If you care for performance of array traversal code, it’s crucial to consider memory layout. In Julia, arrays are column-major by default, and switching to row-major gives almost a 5-fold speedup for me. This is without paralellization:

``````X_sub_r = PermutedDimsArray(permutedims(X_sub), (2, 1))
X_r = PermutedDimsArray(permutedims(X), (2, 1))
sequenceCosine(X_sub, X)  # 3.6 s
sequenceCosine(X_sub_r, X_r)  # 0.72 s
``````

Writing this function in terms of `map` can make it absolutely trivial to parallelize:

``````# sequential - has the same performance as sequenceCosine, 0.7 s for row-major arrays
function sequenceCosine3(X_sub, X)
map(Iterators.product(eachrow(X_sub), eachrow(X))) do (i, j)
cosine_dist(i, j)
end
end

# parallel - 0.26 s for me
function parallelCosine3(X_sub, X)
cosine_dist(i, j)
end
end
``````
4 Likes

Very nice solution!
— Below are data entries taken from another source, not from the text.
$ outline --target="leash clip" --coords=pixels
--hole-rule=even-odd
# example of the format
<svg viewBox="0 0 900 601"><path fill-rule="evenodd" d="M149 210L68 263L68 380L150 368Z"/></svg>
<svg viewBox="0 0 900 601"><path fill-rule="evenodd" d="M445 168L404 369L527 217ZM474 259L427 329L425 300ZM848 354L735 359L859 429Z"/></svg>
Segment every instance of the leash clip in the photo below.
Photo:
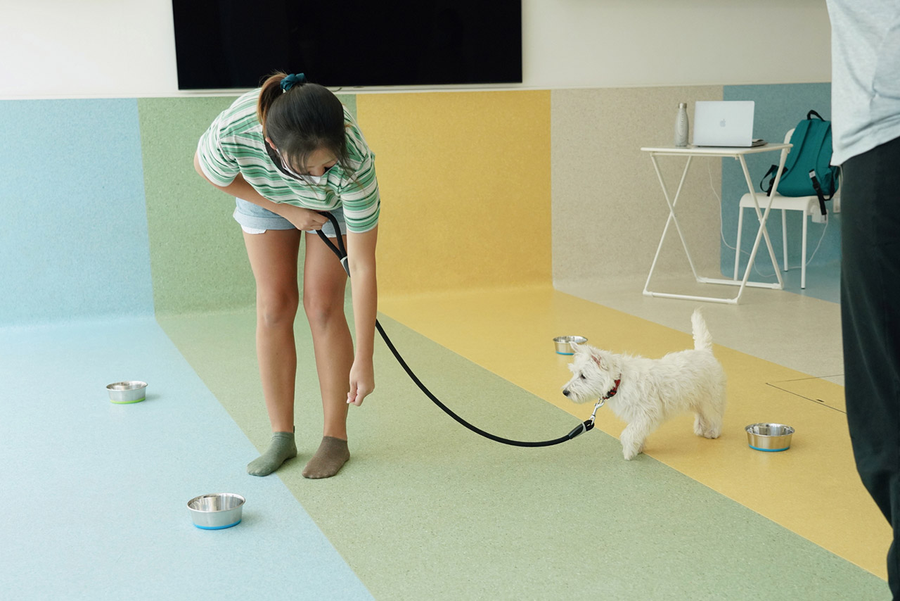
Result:
<svg viewBox="0 0 900 601"><path fill-rule="evenodd" d="M579 434L583 434L589 430L593 429L594 420L597 419L597 410L602 407L606 402L607 400L605 398L601 398L597 401L597 404L594 405L594 413L590 414L590 418L586 419L584 422L572 428L572 431L566 434L566 437L571 441Z"/></svg>
<svg viewBox="0 0 900 601"><path fill-rule="evenodd" d="M607 399L605 398L601 398L598 401L597 401L597 404L594 405L594 413L590 414L590 425L594 425L594 420L597 419L597 410L602 407L606 404L607 404Z"/></svg>

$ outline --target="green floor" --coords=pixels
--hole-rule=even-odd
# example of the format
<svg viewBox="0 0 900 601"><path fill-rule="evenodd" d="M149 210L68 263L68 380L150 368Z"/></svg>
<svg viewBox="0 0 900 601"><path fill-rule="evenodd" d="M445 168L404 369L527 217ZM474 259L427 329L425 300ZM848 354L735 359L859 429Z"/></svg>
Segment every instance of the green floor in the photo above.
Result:
<svg viewBox="0 0 900 601"><path fill-rule="evenodd" d="M530 440L565 412L382 315L412 369L464 417ZM268 440L250 311L158 322L257 448ZM445 415L376 341L376 392L349 423L353 459L306 480L321 435L309 332L301 457L278 472L379 599L881 599L885 582L597 431L543 450L482 439ZM306 353L306 354L304 354ZM248 457L248 460L253 458ZM248 477L250 478L250 477Z"/></svg>

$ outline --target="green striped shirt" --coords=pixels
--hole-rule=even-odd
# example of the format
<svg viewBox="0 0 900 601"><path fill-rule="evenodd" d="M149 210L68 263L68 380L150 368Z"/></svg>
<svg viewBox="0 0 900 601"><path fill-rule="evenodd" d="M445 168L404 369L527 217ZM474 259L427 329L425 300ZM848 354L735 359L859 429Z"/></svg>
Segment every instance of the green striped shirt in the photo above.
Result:
<svg viewBox="0 0 900 601"><path fill-rule="evenodd" d="M340 165L328 169L318 184L284 175L266 151L263 126L256 118L259 89L239 96L216 117L200 138L197 156L209 179L228 186L241 174L264 198L314 211L344 210L349 232L368 232L378 224L381 197L375 178L375 155L359 126L344 107L346 150L354 172Z"/></svg>

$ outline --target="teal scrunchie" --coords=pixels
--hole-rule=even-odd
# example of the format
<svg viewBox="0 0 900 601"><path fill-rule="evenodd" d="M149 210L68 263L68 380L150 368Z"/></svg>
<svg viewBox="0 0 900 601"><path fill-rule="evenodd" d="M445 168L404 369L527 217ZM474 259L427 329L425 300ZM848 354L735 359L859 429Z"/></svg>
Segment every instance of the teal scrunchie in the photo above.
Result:
<svg viewBox="0 0 900 601"><path fill-rule="evenodd" d="M305 83L306 83L306 76L303 75L302 73L297 73L296 75L289 75L284 79L282 79L282 93L287 92L296 84L300 84L302 86Z"/></svg>

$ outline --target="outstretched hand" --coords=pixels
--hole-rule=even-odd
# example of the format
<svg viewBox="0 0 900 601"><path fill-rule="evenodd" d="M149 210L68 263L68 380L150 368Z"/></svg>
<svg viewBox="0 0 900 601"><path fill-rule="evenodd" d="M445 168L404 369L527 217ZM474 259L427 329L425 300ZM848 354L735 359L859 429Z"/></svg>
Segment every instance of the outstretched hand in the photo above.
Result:
<svg viewBox="0 0 900 601"><path fill-rule="evenodd" d="M367 365L359 365L357 361L354 361L353 367L350 369L350 390L346 393L347 404L359 406L363 404L363 399L374 389L375 377L372 362L370 361Z"/></svg>

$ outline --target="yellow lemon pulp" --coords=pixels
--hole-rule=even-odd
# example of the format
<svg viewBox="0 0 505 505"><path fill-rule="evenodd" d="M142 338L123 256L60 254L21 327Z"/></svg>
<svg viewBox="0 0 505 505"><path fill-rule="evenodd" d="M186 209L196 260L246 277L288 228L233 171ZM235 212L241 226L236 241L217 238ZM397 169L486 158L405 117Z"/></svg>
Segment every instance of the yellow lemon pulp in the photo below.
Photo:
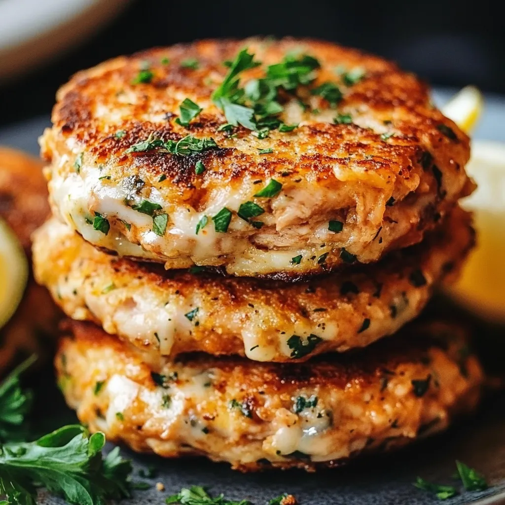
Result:
<svg viewBox="0 0 505 505"><path fill-rule="evenodd" d="M16 235L0 219L0 328L9 321L19 305L28 275L24 251Z"/></svg>
<svg viewBox="0 0 505 505"><path fill-rule="evenodd" d="M474 142L467 170L478 186L461 203L474 212L477 246L449 293L487 319L505 322L505 145Z"/></svg>
<svg viewBox="0 0 505 505"><path fill-rule="evenodd" d="M479 89L474 86L467 86L444 106L442 112L468 133L480 117L483 101Z"/></svg>

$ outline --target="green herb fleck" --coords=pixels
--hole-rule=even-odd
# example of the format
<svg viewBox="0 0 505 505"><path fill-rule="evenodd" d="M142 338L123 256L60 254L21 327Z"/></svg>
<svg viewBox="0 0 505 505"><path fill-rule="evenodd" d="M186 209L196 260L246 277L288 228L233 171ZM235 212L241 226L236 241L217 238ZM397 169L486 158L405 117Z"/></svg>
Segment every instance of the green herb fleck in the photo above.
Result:
<svg viewBox="0 0 505 505"><path fill-rule="evenodd" d="M433 493L439 500L446 500L458 494L456 488L452 486L441 486L438 484L432 484L420 477L416 479L414 485L419 489Z"/></svg>
<svg viewBox="0 0 505 505"><path fill-rule="evenodd" d="M185 317L187 319L188 319L189 321L192 321L196 317L196 314L198 314L198 308L196 307L196 309L193 309L193 310L186 313L184 314L184 317Z"/></svg>
<svg viewBox="0 0 505 505"><path fill-rule="evenodd" d="M198 235L198 232L205 228L209 222L209 218L207 216L203 216L196 225L196 229L195 230L195 234Z"/></svg>
<svg viewBox="0 0 505 505"><path fill-rule="evenodd" d="M310 398L297 396L293 410L295 414L299 414L306 409L314 409L317 406L318 399L317 396L315 394L313 394Z"/></svg>
<svg viewBox="0 0 505 505"><path fill-rule="evenodd" d="M95 384L94 389L93 390L93 393L95 396L99 394L100 391L102 391L102 388L104 387L104 384L105 384L105 380L99 380L96 381Z"/></svg>
<svg viewBox="0 0 505 505"><path fill-rule="evenodd" d="M256 218L265 213L265 210L253 201L246 201L241 204L237 214L244 221L249 222L251 218Z"/></svg>
<svg viewBox="0 0 505 505"><path fill-rule="evenodd" d="M217 232L226 233L231 221L231 211L224 207L212 218L212 220L214 222L214 228Z"/></svg>
<svg viewBox="0 0 505 505"><path fill-rule="evenodd" d="M109 221L103 217L101 214L97 212L95 213L94 219L93 220L93 229L97 231L101 231L104 235L107 235L111 229L111 225Z"/></svg>
<svg viewBox="0 0 505 505"><path fill-rule="evenodd" d="M328 230L335 233L339 233L343 229L343 223L338 221L330 221L328 226Z"/></svg>
<svg viewBox="0 0 505 505"><path fill-rule="evenodd" d="M271 179L270 181L263 189L260 190L255 195L258 198L272 198L278 195L282 188L282 184L275 179Z"/></svg>
<svg viewBox="0 0 505 505"><path fill-rule="evenodd" d="M205 165L204 165L203 162L201 162L199 160L195 164L194 173L197 175L199 175L200 174L203 174L204 172L205 172Z"/></svg>
<svg viewBox="0 0 505 505"><path fill-rule="evenodd" d="M311 334L307 338L293 335L287 340L287 346L291 349L291 358L299 358L310 354L323 339Z"/></svg>

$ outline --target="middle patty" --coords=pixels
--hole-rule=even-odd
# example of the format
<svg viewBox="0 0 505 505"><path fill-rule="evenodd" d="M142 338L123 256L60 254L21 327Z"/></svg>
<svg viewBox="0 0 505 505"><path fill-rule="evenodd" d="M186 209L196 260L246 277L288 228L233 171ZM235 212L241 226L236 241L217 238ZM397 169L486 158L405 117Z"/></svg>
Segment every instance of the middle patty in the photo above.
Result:
<svg viewBox="0 0 505 505"><path fill-rule="evenodd" d="M394 333L457 272L474 239L471 215L457 208L420 244L351 272L286 284L118 259L53 219L35 234L33 260L37 281L68 316L154 355L203 351L286 362Z"/></svg>

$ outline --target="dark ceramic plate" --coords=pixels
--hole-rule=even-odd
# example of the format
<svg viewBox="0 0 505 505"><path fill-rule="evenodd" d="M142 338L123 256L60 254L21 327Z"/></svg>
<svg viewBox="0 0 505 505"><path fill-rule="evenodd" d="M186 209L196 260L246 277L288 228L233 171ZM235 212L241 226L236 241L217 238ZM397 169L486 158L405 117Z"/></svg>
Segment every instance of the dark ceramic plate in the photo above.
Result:
<svg viewBox="0 0 505 505"><path fill-rule="evenodd" d="M436 95L443 99L449 93L441 92ZM476 136L505 141L505 99L489 97L487 108ZM38 118L0 130L0 144L36 154L37 137L47 125L47 118ZM505 356L505 330L485 325L441 299L434 300L427 311L445 317L466 318L474 328L479 347L488 355L489 366L505 368L500 359ZM489 352L490 348L492 352ZM73 413L65 407L53 385L50 369L42 375L47 377L47 383L37 386L39 405L34 425L36 431L40 432L75 421ZM122 502L123 505L161 504L166 496L191 485L206 486L213 494L222 492L230 499L246 498L256 504L265 503L288 492L302 505L427 505L437 500L415 488L412 482L419 475L440 483L458 485L451 478L456 459L484 474L490 487L480 492L463 492L444 503L505 503L505 395L495 394L488 397L474 416L462 420L448 432L431 440L394 454L356 461L346 467L317 474L294 471L243 475L232 471L227 465L203 459L171 461L138 456L127 450L123 453L133 460L135 474L139 468L155 465L158 469L156 478L136 479L153 485L162 482L166 490L160 492L153 485L147 490L135 491L131 499ZM39 502L59 505L63 502L43 495Z"/></svg>

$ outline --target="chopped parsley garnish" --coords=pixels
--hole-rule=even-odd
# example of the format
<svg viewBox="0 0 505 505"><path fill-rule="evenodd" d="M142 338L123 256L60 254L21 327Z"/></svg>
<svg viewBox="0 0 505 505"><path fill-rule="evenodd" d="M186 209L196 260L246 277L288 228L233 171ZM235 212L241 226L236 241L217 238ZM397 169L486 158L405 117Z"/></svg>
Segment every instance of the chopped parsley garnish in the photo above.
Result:
<svg viewBox="0 0 505 505"><path fill-rule="evenodd" d="M272 198L278 195L282 188L282 184L275 179L271 179L270 181L263 189L259 191L255 195L259 198Z"/></svg>
<svg viewBox="0 0 505 505"><path fill-rule="evenodd" d="M337 114L333 122L337 125L350 124L352 122L352 116L350 114Z"/></svg>
<svg viewBox="0 0 505 505"><path fill-rule="evenodd" d="M148 84L153 80L155 74L148 69L142 69L132 79L131 83L133 85L139 84L141 83Z"/></svg>
<svg viewBox="0 0 505 505"><path fill-rule="evenodd" d="M196 317L196 314L198 314L198 308L196 307L196 309L193 309L193 310L186 313L184 314L184 317L189 321L192 321Z"/></svg>
<svg viewBox="0 0 505 505"><path fill-rule="evenodd" d="M346 86L352 86L360 82L365 76L365 69L360 67L344 72L342 74L342 81Z"/></svg>
<svg viewBox="0 0 505 505"><path fill-rule="evenodd" d="M334 107L342 99L342 92L334 82L323 82L312 90L312 94L319 95Z"/></svg>
<svg viewBox="0 0 505 505"><path fill-rule="evenodd" d="M148 216L154 216L156 211L161 211L162 207L159 204L155 204L148 200L142 200L140 204L132 205L131 208L134 211L141 212Z"/></svg>
<svg viewBox="0 0 505 505"><path fill-rule="evenodd" d="M216 231L226 233L231 221L231 211L223 207L212 218L212 220L214 222L214 229Z"/></svg>
<svg viewBox="0 0 505 505"><path fill-rule="evenodd" d="M168 223L168 214L158 214L153 218L153 231L159 236L165 235Z"/></svg>
<svg viewBox="0 0 505 505"><path fill-rule="evenodd" d="M330 221L328 223L328 229L330 231L332 231L335 233L339 233L344 227L344 224L342 221Z"/></svg>
<svg viewBox="0 0 505 505"><path fill-rule="evenodd" d="M368 330L370 327L370 320L368 318L365 318L363 320L363 322L361 325L361 327L358 330L359 333L362 333L365 330Z"/></svg>
<svg viewBox="0 0 505 505"><path fill-rule="evenodd" d="M69 503L100 505L130 496L129 461L118 447L106 457L105 436L83 426L63 426L34 442L6 444L0 450L0 496L35 505L36 488L46 488Z"/></svg>
<svg viewBox="0 0 505 505"><path fill-rule="evenodd" d="M204 165L203 162L198 160L194 165L194 173L197 175L199 175L200 174L203 174L204 172L205 172L205 165Z"/></svg>
<svg viewBox="0 0 505 505"><path fill-rule="evenodd" d="M421 398L424 396L425 393L428 391L430 387L430 382L431 381L431 374L429 374L426 379L413 379L411 381L412 384L412 390L414 394L418 398Z"/></svg>
<svg viewBox="0 0 505 505"><path fill-rule="evenodd" d="M93 394L96 396L98 394L99 394L100 391L102 391L103 388L104 387L104 384L105 384L105 380L99 380L97 381L95 384L94 389L93 390Z"/></svg>
<svg viewBox="0 0 505 505"><path fill-rule="evenodd" d="M426 278L419 269L411 273L409 276L409 280L414 287L421 287L426 284Z"/></svg>
<svg viewBox="0 0 505 505"><path fill-rule="evenodd" d="M351 254L342 247L340 249L340 258L346 263L354 263L356 261L356 257Z"/></svg>
<svg viewBox="0 0 505 505"><path fill-rule="evenodd" d="M285 123L281 123L279 125L279 131L283 133L286 132L292 131L295 128L298 128L298 124L287 125Z"/></svg>
<svg viewBox="0 0 505 505"><path fill-rule="evenodd" d="M486 479L473 468L461 461L456 461L458 473L467 491L484 491L487 489Z"/></svg>
<svg viewBox="0 0 505 505"><path fill-rule="evenodd" d="M101 214L97 212L95 213L94 219L93 220L93 229L97 231L101 231L104 235L107 235L111 229L111 225L109 221L103 217Z"/></svg>
<svg viewBox="0 0 505 505"><path fill-rule="evenodd" d="M194 119L203 109L192 100L185 98L179 107L180 117L175 120L175 122L181 126L187 126L189 122Z"/></svg>
<svg viewBox="0 0 505 505"><path fill-rule="evenodd" d="M229 406L230 409L238 409L246 417L252 419L252 413L245 401L241 403L234 398L232 400L230 400Z"/></svg>
<svg viewBox="0 0 505 505"><path fill-rule="evenodd" d="M244 221L249 222L249 220L251 218L257 217L264 213L265 209L260 207L259 205L255 204L254 201L246 201L244 204L240 204L237 214L239 218L241 218Z"/></svg>
<svg viewBox="0 0 505 505"><path fill-rule="evenodd" d="M82 157L83 154L81 153L79 154L77 157L75 159L75 161L74 162L74 168L75 169L75 171L78 174L81 171L81 168L82 167Z"/></svg>
<svg viewBox="0 0 505 505"><path fill-rule="evenodd" d="M287 340L287 346L291 349L291 358L303 358L310 354L323 339L317 335L311 334L306 338L297 335L291 335Z"/></svg>
<svg viewBox="0 0 505 505"><path fill-rule="evenodd" d="M439 500L446 500L458 494L457 490L452 486L441 486L438 484L432 484L420 477L416 479L414 485L419 489L432 493Z"/></svg>
<svg viewBox="0 0 505 505"><path fill-rule="evenodd" d="M179 140L167 140L164 142L149 134L145 140L134 144L126 149L126 153L143 153L159 149L160 152L169 153L178 156L186 156L193 153L199 153L218 146L213 138L196 138L192 135L187 135Z"/></svg>
<svg viewBox="0 0 505 505"><path fill-rule="evenodd" d="M192 70L196 70L200 64L196 58L186 58L181 62L181 66L183 68L190 68Z"/></svg>
<svg viewBox="0 0 505 505"><path fill-rule="evenodd" d="M207 216L203 216L200 219L200 220L198 222L198 224L196 225L196 229L195 230L195 234L198 235L198 232L200 230L203 230L205 228L207 223L209 222L209 218Z"/></svg>
<svg viewBox="0 0 505 505"><path fill-rule="evenodd" d="M454 130L447 126L447 125L437 125L437 129L443 135L445 135L447 138L450 138L451 140L458 140L458 136L454 133Z"/></svg>
<svg viewBox="0 0 505 505"><path fill-rule="evenodd" d="M297 396L293 407L295 414L299 414L306 409L314 409L317 406L318 399L317 396L315 394L313 394L310 398Z"/></svg>

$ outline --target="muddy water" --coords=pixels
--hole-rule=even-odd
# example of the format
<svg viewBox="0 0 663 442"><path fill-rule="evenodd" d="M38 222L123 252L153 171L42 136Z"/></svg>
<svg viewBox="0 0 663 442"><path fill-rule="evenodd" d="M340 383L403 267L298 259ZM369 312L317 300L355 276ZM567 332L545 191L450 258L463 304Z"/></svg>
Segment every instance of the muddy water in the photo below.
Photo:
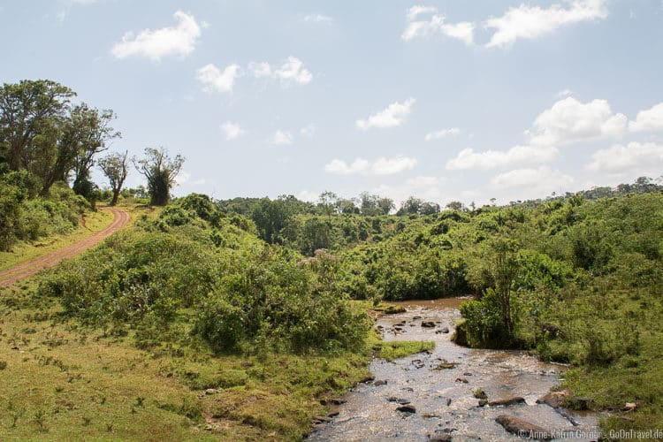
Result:
<svg viewBox="0 0 663 442"><path fill-rule="evenodd" d="M377 381L386 385L358 385L344 398L347 402L338 415L313 429L309 440L426 440L445 435L453 440L514 440L495 423L504 414L552 431L560 439L596 440L595 416L572 412L564 416L536 403L559 384L564 366L542 362L522 352L469 349L450 340L462 301L406 302L406 313L378 319L376 326L385 340L432 340L435 349L392 362L374 360L370 370ZM431 321L435 327L422 327L422 322ZM445 327L448 333L443 332ZM436 370L445 362L453 368ZM473 396L477 388L491 400L521 396L526 403L478 407ZM415 413L396 409L406 402Z"/></svg>

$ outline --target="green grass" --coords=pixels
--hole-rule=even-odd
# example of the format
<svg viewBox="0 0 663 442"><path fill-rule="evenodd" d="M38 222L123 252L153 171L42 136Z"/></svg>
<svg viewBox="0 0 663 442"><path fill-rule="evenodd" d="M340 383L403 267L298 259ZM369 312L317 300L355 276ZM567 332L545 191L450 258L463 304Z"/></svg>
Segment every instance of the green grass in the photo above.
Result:
<svg viewBox="0 0 663 442"><path fill-rule="evenodd" d="M65 319L32 278L0 290L0 439L296 440L320 400L369 372L370 351L217 357L143 351ZM212 394L205 389L217 388Z"/></svg>
<svg viewBox="0 0 663 442"><path fill-rule="evenodd" d="M108 210L99 210L88 212L84 219L84 225L81 223L68 233L51 235L36 241L21 241L12 246L11 252L0 252L0 271L11 269L83 240L108 226L113 220L113 215Z"/></svg>
<svg viewBox="0 0 663 442"><path fill-rule="evenodd" d="M376 356L393 361L394 359L409 356L417 353L431 351L435 348L435 342L392 340L379 341L373 345Z"/></svg>

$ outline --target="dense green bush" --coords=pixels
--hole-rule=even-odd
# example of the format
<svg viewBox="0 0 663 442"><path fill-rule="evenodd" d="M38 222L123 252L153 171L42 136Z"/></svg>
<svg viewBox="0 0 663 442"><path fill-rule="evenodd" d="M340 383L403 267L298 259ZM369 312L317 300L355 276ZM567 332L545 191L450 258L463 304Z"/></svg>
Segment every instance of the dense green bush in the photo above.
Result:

Put into my test bench and got

``````  2.740 s (2 allocations: 61.04 MiB)
590.554 ms (20033 allocations: 124.51 MiB)
``````

for

``````@btime result = sequenceCosine(\$X_sub, \$X);
@btime result = parallelCosine(\$X_sub, \$X);
``````

and

``````  616.712 ms (2 allocations: 61.04 MiB)
186.552 ms (4185 allocations: 320.18 MiB)
``````

for

``````X_sub_r = PermutedDimsArray(permutedims(X_sub), (2, 1))
X_r = PermutedDimsArray(permutedims(X), (2, 1))

@btime result = sequenceCosine(\$X_sub_r, \$X_r);
@btime result = parallelCosine(\$X_sub_r, \$X_r);
``````

Hello @aplavin ,

I was reading your post and noticed that you mentioned the row major operation is more performant than column major. Shouldn’t be vice versa ?

The ` PermuteDimsArray` with ` permutedims(X)` gives the same result as the original matrix.

``````using Test
X = rand(10, 20);
X_r = PermuteDimsArray(permutedims(X), (2, 1))

@test X == X_r # gives true

``````

Could not catch the point. Could you please explain ?

B.R.

I can’t believe I missed that you were working row major, that’s of course an important difference.

This

is a somewhat obscure way of making `X_r` into a row major array. `permutedims` transposes `X`, and `PermureDimsArray` transposes it back again, except lazily. So `X_r` is now the same as `X` except it’s row major, leading to a significant speedup.

But for you, @kadir-gunel, it would be better if you organize your problem so that the matrices hold the interesting data along their columns in the first place. Then you can rewrite the function to work along columns.

3 Likes

And, in case this isn’t clear, your code works along rows, therefore working on a row-major array is more efficient than on one that is column-major

1 Like

Yes, my bad. Thank you for clarification.